21. "The chief reason warfare is still with us is neither a secret death-wish of the human species, nor an irrepressible instinct of aggression, nor, finally and more plausibly, the serious economic and social dangers inherent in disarmament, but the simple fact that no substitute for this final arbiter in international affairs has yet appeared on the political scene."
22. “The climax of terror is reached when the police state begins to devour its own children, when yesterday's executioner becomes today's victim.”
23. "The defiance of established authority, religious and secular, social and political, as a world-wide phenomenon may well one day be accounted the outstanding event of the last decade."
24. "The human condition is such that pain and effort are not just symptoms which can be removed without changing life itself; they are rather the modes in which life itself, together with the necessity to which it is bound, makes itself felt. For mortals, the 'easy life of the gods' would be a lifeless life."
25. “The hypocrite's crime is that he bears false witness against himself. What makes it so plausible to assume that hypocrisy is the vice of vices is that integrity can indeed exist under the cover of all other vices except this one. Only crime and the criminal, it is true, confront us with the perplexity of radical evil; but only the hypocrite is really rotten to the core.”
26. ”The most radical revolutionary will become a conservative the day after the revolution.”
27. "The new always happens against the overwhelming odds of statistical laws and their probability, which for all practical, everyday purposes amounts to certainty; the new therefore always appears in the guise of a miracle."
28. “There are no dangerous thoughts; thinking itself is dangerous.”
29. “The sad truth is that most evil is done by people who never make up their minds to be either good or evil.”
30. “To think and to be fully alive are the same.”
31. "The Third World is not a reality but an ideology."
32. "The trouble with lying and deceiving is that their efficiency depends entirely upon a clear notion of the truth that the liar and deceiver wishes to hide. In this sense, truth, even if it does not prevail in public, possesses an ineradicable primacy over all falsehoods."

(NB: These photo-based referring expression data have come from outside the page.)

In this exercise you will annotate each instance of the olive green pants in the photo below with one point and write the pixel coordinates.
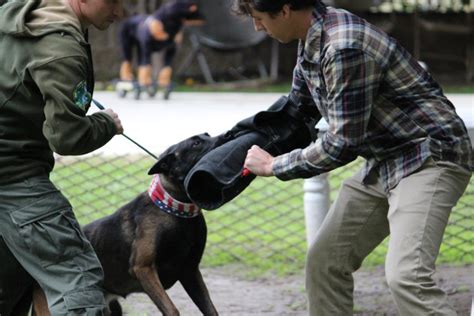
(415, 214)
(40, 239)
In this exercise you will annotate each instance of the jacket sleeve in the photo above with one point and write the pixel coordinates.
(352, 79)
(68, 129)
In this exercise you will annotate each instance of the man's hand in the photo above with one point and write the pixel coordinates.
(259, 162)
(114, 116)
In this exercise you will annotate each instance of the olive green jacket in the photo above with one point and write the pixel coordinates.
(46, 86)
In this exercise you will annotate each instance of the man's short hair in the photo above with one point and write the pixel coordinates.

33. “Under conditions of tyranny it is far easier to act than to think.”
34. “We have almost succeeded in leveling all human activities to the common denominator of securing the necessities of life and providing for their abundance.”
35. "What makes it so plausible to assume that hypocrisy is the vice of vices is that integrity can indeed exist under the cover of all other vices except this one. Only crime and the criminal, it is true, confront us with the perplexity of radical evil; but only the hypocrite is really rotten to the core."